With the cleaning blade of Examples 1 to 12, cracks on the blades and abrasion loss are slight, and an excellent image is obtained.

With the cleaning blade of Comparative Example 1, it is considered that, since the rate of the second diol component is small and the modulus is low, the blade strain becomes large so as to cause a large contacting area of the blade and the photoreceptor, and abrasion loss is great.

With the cleaning blade of Comparative Example 2, it is considered that the rate of the first diol component is small, the Tan δ peak temperature is increased, the molecular movement property is degraded, and toughness is damaged so that the cracks occur.
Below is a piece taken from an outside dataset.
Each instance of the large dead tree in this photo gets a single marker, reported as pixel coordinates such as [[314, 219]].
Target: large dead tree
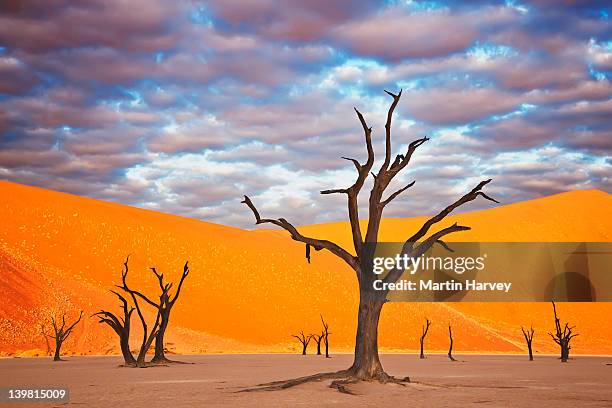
[[164, 306], [366, 364], [326, 334], [121, 326], [318, 338], [424, 331], [528, 334], [304, 340], [61, 333], [562, 337], [450, 347]]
With the cleaning blade of Comparative Example 3, it is considered that the Tan δ peak temperature is increased, the molecular movement property is degraded, and toughness is damaged so that the cracks occur.

The foregoing description of the exemplary embodiments of the present invention has been provided for the purposes of illustration and description. It is not intended to be exhaustive or to limit the invention to the precise forms disclosed. Obviously, many modifications and variations will be apparent to practitioners skilled in the art. The embodiments were chosen and described in order to best explain the principles of the invention and its practical applications, thereby enabling others skilled in the art to understand the invention for various embodiments and with the various modifications as are suited to the particular use contemplated. It is intended that the scope of the invention be defined by the following claims and their equivalents.

Claims

1. A cleaning blade wherein a portion which comes in contact with a member to be cleaned is configured of a member containing polyurethane rubber having a structure derived from polyester polyol in which a first diol component having 10 or more carbon atoms and a second diol component having 5 or less carbon atoms are condensed with dicarboxylic acid at a molar ratio (first diol component/second diol component) of 50/50 to 80/20, a structure derived from polyisocyanate, and a structure derived from a triol.

2. The cleaning blade according to claim 1, wherein a 100% modulus of the member configuring the portion which comes in contact with a member to be cleaned is equal to or greater than 6 MPa and Tan δ peak temperature is equal to or lower than 0° C.

3. The cleaning blade according to claim 1, wherein a 100% modulus of the member configuring the portion which comes in contact with a member to be cleaned is equal to or greater than 6 MPa and Tan δ peak temperature is equal to or lower than −1° C.

4. The cleaning blade according to claim 3, wherein the Tan δ peak temperature is equal to or higher than −30° C.

5. The cleaning blade according to claim 1, wherein a 100% modulus of the member configuring the portion which comes in contact with a member to be cleaned is equal to or greater than 6 MPa and Tan δ peak temperature is equal to or lower than −5° C.

6. The cleaning blade according to claim 5, wherein the Tan δ peak temperature is equal to or higher than −15° C.

7. The cleaning blade according to claim 1, wherein the second diol component is at least one kind selected from a diol having 2 to 4 carbon atoms.

8. The cleaning blade according to claim 1, wherein a molar ratio (first diol component/second diol component) of the first diol component to the second diol component configuring polyester polyol is from 50/50 to 70/30.

9. The cleaning blade according to claim 1, wherein a molar ratio (first diol component/second diol component) of the first diol component to the second diol component configuring polyester polyol is from 50/50 to 65/35.

10. A cleaning device comprising the cleaning blade according to claim 1.

11. An image forming apparatus comprising:

an image holding member;

a charging device that charges the image holding member;

an electrostatic latent image forming device that forms an electrostatic latent image on a surface of a charged image holding member;

a developing device that develops the electrostatic latent image formed on the surface of the image holding member with toner to form a toner image;

a transfer device that transfers the toner image formed on the image holding member onto a recording medium; and

the cleaning device according to claim 10 that brings the cleaning blade into contact with the surface of the image holding member for cleaning.